Fifty-four of the tickets were given out to those who were “crossing on a steady red pedestrian signal,” according to David Honan, deputy chief of CUPD.

Nine “jaywalkers” — pedestrians who disobeyed traffic lights — were given tickets; twenty-one people on bikes were given tickets for infractions ranging from having two headphones plugged in to disobeying red lights and stop signs. Also, one skateboarder was given a ticket for a crossing violation, according to CUPD.

Honan said that CUPD significantly increased its educational efforts –– which included handing out more flyers and warnings to pedestrians –– in its campaign this year.

However, most students expressed skepticism about the efficacy of the campaign.

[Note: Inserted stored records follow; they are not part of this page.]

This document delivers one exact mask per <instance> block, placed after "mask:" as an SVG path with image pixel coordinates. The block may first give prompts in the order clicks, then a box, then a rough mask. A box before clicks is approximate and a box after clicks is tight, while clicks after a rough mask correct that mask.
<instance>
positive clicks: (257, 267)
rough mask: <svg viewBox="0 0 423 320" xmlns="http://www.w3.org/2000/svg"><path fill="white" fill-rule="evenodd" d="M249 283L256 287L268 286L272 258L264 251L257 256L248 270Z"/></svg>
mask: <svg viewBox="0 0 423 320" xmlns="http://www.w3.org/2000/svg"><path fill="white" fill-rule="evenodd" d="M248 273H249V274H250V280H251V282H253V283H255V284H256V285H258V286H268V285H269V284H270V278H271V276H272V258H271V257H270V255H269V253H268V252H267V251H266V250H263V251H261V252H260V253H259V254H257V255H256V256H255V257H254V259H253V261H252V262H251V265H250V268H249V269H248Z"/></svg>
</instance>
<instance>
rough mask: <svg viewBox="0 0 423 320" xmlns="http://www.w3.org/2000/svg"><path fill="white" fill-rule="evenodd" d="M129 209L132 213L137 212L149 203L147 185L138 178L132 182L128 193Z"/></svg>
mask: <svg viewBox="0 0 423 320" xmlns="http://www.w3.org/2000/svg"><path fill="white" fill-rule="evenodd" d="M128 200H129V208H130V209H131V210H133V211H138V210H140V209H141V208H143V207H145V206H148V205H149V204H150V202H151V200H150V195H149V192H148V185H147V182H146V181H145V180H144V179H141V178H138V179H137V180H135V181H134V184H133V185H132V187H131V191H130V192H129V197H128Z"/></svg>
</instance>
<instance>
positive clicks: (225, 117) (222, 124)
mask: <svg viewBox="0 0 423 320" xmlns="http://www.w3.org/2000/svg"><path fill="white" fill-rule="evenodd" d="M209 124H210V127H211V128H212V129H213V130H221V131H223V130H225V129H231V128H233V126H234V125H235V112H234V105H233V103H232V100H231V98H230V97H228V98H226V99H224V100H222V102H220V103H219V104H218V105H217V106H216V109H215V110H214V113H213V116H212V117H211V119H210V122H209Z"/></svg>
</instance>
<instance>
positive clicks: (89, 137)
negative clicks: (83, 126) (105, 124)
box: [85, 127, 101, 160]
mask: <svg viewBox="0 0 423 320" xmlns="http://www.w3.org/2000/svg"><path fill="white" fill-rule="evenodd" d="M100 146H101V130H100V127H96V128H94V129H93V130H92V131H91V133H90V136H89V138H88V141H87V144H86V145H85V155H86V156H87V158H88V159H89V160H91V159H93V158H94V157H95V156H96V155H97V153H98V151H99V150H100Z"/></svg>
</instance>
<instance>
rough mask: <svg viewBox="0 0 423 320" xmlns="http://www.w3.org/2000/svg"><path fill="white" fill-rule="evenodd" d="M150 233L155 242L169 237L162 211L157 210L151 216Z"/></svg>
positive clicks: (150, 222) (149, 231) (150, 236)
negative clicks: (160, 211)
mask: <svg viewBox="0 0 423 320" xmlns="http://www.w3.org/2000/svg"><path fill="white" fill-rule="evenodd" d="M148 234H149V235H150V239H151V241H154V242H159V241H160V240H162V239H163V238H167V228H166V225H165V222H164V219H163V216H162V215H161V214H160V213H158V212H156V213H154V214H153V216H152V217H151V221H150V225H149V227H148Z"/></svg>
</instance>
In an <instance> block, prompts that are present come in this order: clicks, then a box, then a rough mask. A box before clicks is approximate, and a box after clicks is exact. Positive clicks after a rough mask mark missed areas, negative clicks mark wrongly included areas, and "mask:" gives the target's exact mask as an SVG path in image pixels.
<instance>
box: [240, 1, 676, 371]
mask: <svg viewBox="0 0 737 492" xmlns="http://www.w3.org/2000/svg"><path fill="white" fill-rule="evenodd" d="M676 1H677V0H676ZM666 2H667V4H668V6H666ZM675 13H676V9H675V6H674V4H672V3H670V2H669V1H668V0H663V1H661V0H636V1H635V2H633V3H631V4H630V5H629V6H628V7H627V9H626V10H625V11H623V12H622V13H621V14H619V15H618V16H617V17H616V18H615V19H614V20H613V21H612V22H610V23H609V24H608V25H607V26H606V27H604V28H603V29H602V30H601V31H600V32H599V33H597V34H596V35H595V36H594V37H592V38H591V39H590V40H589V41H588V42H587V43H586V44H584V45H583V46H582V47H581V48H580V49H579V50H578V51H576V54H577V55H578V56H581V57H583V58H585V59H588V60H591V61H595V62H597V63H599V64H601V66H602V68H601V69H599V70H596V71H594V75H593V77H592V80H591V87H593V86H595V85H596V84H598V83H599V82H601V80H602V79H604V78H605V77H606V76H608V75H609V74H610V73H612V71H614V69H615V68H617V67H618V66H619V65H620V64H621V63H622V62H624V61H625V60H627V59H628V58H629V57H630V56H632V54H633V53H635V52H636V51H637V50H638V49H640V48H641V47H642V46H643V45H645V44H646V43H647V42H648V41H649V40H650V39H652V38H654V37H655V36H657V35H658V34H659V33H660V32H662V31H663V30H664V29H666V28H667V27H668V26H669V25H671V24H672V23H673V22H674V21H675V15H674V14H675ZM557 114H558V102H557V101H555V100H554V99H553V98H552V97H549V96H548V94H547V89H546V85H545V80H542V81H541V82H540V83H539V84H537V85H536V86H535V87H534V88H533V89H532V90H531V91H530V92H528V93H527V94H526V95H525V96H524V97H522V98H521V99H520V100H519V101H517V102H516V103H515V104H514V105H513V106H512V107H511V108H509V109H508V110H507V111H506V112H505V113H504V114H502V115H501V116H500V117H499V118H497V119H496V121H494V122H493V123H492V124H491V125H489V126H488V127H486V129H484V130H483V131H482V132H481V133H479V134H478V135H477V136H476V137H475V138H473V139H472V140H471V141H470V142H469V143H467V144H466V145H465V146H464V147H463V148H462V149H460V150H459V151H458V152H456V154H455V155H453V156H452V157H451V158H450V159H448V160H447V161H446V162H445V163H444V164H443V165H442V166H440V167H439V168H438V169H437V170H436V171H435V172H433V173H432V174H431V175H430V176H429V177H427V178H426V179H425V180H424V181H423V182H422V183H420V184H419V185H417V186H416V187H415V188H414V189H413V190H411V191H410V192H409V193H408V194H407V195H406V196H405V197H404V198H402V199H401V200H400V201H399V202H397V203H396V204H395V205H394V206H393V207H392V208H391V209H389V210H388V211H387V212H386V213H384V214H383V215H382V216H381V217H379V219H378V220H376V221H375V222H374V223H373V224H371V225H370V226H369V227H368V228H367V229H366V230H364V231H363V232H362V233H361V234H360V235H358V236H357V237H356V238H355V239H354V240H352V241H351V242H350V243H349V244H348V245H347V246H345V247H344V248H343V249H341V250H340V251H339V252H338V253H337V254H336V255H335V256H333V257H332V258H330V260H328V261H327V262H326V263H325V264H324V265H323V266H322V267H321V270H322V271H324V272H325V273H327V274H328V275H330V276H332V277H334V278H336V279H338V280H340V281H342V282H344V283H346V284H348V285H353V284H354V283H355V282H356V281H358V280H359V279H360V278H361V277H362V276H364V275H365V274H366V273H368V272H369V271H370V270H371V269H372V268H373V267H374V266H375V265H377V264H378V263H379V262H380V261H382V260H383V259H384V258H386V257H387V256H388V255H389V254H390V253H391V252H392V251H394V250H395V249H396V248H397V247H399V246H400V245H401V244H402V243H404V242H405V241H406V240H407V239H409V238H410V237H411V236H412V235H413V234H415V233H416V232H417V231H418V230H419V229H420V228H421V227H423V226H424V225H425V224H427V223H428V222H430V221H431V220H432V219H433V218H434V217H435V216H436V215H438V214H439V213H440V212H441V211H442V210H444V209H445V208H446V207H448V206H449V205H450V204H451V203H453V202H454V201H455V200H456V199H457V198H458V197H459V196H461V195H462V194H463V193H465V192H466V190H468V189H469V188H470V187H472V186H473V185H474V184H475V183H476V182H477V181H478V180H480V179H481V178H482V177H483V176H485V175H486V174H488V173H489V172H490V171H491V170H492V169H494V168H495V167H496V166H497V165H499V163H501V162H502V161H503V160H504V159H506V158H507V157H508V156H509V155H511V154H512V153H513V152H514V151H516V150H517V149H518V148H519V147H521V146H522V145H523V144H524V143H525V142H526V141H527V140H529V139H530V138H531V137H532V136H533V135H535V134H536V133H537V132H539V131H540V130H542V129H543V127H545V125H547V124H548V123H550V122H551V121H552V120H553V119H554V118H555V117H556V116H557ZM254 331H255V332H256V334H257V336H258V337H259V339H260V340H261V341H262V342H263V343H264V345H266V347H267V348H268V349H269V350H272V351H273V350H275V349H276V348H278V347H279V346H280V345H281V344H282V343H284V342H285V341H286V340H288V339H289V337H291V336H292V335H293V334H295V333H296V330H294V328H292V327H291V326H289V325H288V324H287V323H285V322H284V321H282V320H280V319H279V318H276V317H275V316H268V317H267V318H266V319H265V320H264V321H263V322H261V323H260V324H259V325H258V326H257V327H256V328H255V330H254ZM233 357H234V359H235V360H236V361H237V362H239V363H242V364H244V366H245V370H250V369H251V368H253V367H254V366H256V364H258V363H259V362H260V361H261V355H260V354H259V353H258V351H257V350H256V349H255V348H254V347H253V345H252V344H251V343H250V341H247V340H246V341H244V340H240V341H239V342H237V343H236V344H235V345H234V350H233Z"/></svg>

“The lasting impression many students have is that those who were caught jaywalking on those random days were simply unlucky — not that they were engaging in dangerous or reckless behavior,” Christine Yu ’14 said.

CUPD officers were also not “fair” in their ticketing, Claire Roberson ’15 said.

Ratnika Prasad ’14 said in light of a recent string of sexual assaults on campus, CUPD placed its priorities in the wrong place by focusing on the jaywalking campaign.

“If CUPD took all those officers that they are employing in broad daylight to give jaywalking tickets and employed them at nighttime to make Cornell safer, we would have less assaults and more tickets,” Prasad said.

However, because CUPD received a $2,170 highway safety grant from the New York State Governor’s Traffic Safety Committee, it was able to conduct the campaign without diverting resources from its regular patrols and investigations into the recent bias and sexual assault incidents, according to CUPD Chief Kathy Zoner.

Other students expressed their disagreement through a “jaydancing” protest Thursday.

Daniel Marshall ’15, one of the organizers of the “jaydancing” event, said that the protest, in which students danced on the street at the intersection of in front of Anabel Taylor Hall, was “stupid, joyful and childish.”

In a press release written by Marshall and Tom Moore ’14, another one of the event’s organizers, the protesters mocked the mission of the jaywalking campaign.

“We believe that only the power of dance can exorcise the spirit of fascism from the hearts of the police,” the press release said. “We believe that childish acts of defiance are the voice of the Earth Mother. We have no demands.”

In an interview with The Sun, Marshall also said that he thinks that issuing tickets at this time of the year is “ridiculous.”

“Personally, I think that it is ridiculous to give people tickets for jaywalking as they are rushing to classes and prelims right now,” he said. Jaywalking is “not a big deal” because pedestrians are “smart,” Marshall added.  Other students, however, said that they thought CUPD addressed an important problem with its campaign.“A couple days before this, I watched these two girls literally walk in front of a driving bus. They didn’t look at all,” Roberson said.Still, CUPD said that it was happy with the results of its campaign this year.“Everything went very well, and we are very pleased with the voluntary compliance we observed this year,” Honan said.